El invitando silente, cazador de instantes, advierte que el reloj de la torre habla como un poeta y que tejido de poesía habla el cielo que preside el anunciado reencuentro. Cree que también a él le corresponde una glosa precedida de una pregunta tan breve y concisa como el diálogo entre el animal y su guía. Pudiera ser egoísmo o la interpretación de una deuda de afecto. Cree que la punzada de frío antiguo exige formular la pregunta y a ello se dispone cuando la mirada comprensiva y atenta del viejo policía cruza la suya para destinar una negativa únicamente a él perceptible. El aludido amaga una protesta tan tenue como la exclusiva petición, siente que el anterior frío repentino es anticipo del recurrente desvelo y prólogo de la secuencia que remanece invocada a cada impulso. Sí, acepta, ha pasado tiempo, mucho tiempo; puede que incluso se haya diluido el ansia, o las ansias, en un remanso de acordado olvido. Pero pervive el instante como pervive la memoria. Y quizá, lo peor, es que después, cuando no hay remedio, cuando la imposibilidad se convalida de latente a manifiesta, se desea volver siquiera un instante para vencer el instante aquel que difuminó la secuencia de polvillo blanco, de polvo ocre, de humo negro; en una madrugada sacudida. De la pregunta que da pie al comentario, al imposible comentario, se accede al ruego en un hilo de voz: “Cuéntalo”. “Cuéntamelo”.

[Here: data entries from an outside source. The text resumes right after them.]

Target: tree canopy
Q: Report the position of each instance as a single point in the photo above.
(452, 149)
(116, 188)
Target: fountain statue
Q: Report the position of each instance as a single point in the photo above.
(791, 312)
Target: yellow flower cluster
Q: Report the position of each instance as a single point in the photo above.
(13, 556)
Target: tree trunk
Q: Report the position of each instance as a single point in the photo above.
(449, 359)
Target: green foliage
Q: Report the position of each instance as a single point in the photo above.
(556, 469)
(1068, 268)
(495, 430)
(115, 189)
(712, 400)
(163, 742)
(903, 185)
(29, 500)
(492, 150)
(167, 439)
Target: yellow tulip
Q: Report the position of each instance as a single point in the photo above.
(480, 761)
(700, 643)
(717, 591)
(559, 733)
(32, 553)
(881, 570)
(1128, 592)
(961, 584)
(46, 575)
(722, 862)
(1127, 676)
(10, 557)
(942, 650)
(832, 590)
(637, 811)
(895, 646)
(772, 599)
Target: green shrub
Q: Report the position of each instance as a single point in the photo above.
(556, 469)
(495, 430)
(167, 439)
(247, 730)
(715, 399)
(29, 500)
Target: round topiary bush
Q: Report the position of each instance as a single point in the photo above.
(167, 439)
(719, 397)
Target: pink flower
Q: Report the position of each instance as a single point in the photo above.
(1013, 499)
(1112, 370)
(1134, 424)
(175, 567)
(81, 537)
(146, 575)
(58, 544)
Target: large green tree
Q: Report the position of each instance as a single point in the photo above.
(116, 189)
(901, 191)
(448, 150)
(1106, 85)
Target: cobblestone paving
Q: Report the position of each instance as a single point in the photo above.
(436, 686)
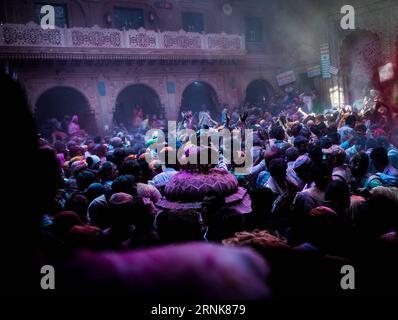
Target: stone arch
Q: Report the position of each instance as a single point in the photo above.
(198, 93)
(136, 94)
(60, 101)
(258, 90)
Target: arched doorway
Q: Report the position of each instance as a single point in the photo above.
(196, 95)
(360, 57)
(61, 103)
(258, 91)
(136, 95)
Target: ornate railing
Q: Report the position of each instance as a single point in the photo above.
(32, 35)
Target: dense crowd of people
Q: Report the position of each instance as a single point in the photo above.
(322, 193)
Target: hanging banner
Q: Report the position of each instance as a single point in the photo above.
(314, 71)
(285, 78)
(325, 60)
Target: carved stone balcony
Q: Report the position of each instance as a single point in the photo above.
(30, 41)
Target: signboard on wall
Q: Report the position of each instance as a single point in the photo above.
(285, 78)
(386, 72)
(325, 60)
(314, 71)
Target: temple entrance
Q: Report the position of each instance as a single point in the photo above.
(62, 103)
(136, 98)
(197, 95)
(258, 91)
(360, 57)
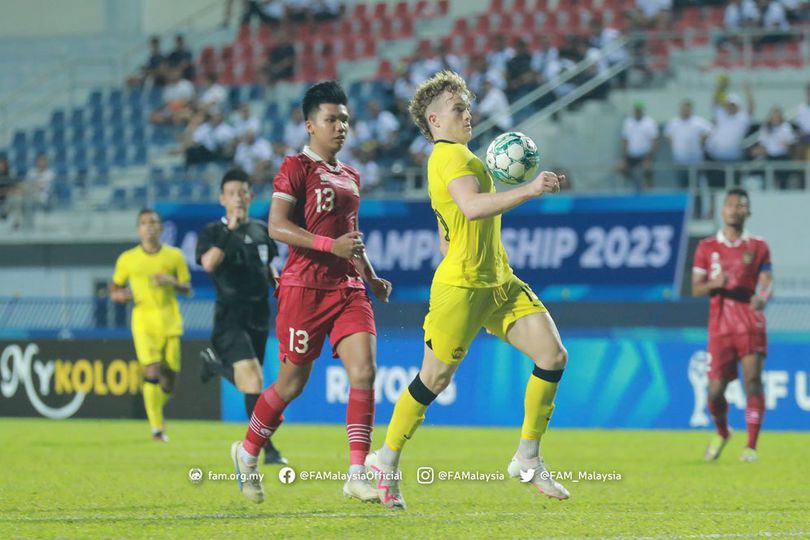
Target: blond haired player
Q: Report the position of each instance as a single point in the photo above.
(473, 287)
(155, 274)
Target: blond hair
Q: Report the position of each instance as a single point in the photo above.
(428, 91)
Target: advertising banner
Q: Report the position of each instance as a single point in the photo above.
(93, 379)
(572, 247)
(618, 379)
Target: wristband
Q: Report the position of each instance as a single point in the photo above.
(222, 241)
(322, 243)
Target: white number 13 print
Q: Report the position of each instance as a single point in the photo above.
(299, 341)
(325, 200)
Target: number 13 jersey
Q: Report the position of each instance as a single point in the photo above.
(326, 200)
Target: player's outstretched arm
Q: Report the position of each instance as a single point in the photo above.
(282, 228)
(119, 294)
(380, 287)
(476, 205)
(702, 285)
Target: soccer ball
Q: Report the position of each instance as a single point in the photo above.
(512, 158)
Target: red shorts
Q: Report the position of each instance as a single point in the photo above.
(725, 351)
(306, 316)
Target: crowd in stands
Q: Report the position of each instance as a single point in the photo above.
(694, 140)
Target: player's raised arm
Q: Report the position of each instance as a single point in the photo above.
(380, 287)
(282, 228)
(476, 205)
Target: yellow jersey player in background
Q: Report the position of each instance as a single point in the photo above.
(155, 274)
(473, 287)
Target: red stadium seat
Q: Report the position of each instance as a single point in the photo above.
(401, 9)
(380, 11)
(385, 71)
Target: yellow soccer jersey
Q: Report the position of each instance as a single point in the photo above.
(476, 257)
(156, 310)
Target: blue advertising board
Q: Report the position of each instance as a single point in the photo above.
(614, 379)
(570, 247)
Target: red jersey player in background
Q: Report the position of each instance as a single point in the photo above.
(734, 269)
(321, 292)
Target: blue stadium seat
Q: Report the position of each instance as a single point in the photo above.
(163, 190)
(118, 198)
(58, 118)
(138, 134)
(116, 98)
(140, 196)
(38, 140)
(95, 98)
(120, 156)
(139, 155)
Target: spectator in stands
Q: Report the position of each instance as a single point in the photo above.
(377, 133)
(153, 71)
(447, 59)
(639, 144)
(425, 63)
(214, 96)
(211, 141)
(731, 123)
(295, 131)
(297, 11)
(803, 123)
(652, 14)
(520, 78)
(254, 155)
(177, 99)
(38, 183)
(7, 185)
(246, 121)
(280, 151)
(687, 135)
(181, 58)
(494, 106)
(500, 55)
(280, 65)
(602, 38)
(775, 143)
(326, 10)
(543, 55)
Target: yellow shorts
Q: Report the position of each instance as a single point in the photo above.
(151, 349)
(456, 314)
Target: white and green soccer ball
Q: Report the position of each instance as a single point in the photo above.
(512, 158)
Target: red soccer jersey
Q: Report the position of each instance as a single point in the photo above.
(743, 260)
(326, 200)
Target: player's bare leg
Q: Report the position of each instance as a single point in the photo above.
(409, 413)
(536, 336)
(358, 354)
(154, 397)
(755, 408)
(265, 420)
(718, 407)
(248, 379)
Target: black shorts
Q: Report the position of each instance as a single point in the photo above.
(240, 331)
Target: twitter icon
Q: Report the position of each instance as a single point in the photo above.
(526, 476)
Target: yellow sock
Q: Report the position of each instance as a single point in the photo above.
(408, 415)
(153, 399)
(539, 404)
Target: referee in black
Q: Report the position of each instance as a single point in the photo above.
(237, 252)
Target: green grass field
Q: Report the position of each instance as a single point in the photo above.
(86, 478)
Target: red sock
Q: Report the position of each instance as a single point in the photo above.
(359, 423)
(719, 411)
(264, 421)
(753, 418)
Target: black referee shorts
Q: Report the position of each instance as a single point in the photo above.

Su mirada dice que hay mucho por contar si se quiere contar y ocasiones no faltan si se buscan. Ahora, no. El reloj de la torre habla al cielo en la lengua cordial de los poetas que traducen el puro sentimiento. A todos nos ha de llegar: memento mori. Pero entre tanto llega esa fecha que no siempre avisa, ante la que no siempre reina la disposición, la vida se impone. La vida de los presentes tanto como la de los añorados ausentes, y con ella el recuerdo de lo que no se quiere olvidar, quizá echando mano de una fotografía o acudiendo a esos lugares que legítimamente son nuestros, donde cualquier momento es bueno para vencer las inexorables distancias sentados a la mesa del honrado.
Que las tutelares alas del Santo Ángel de la Guarda protejan a los dignos servidores públicos.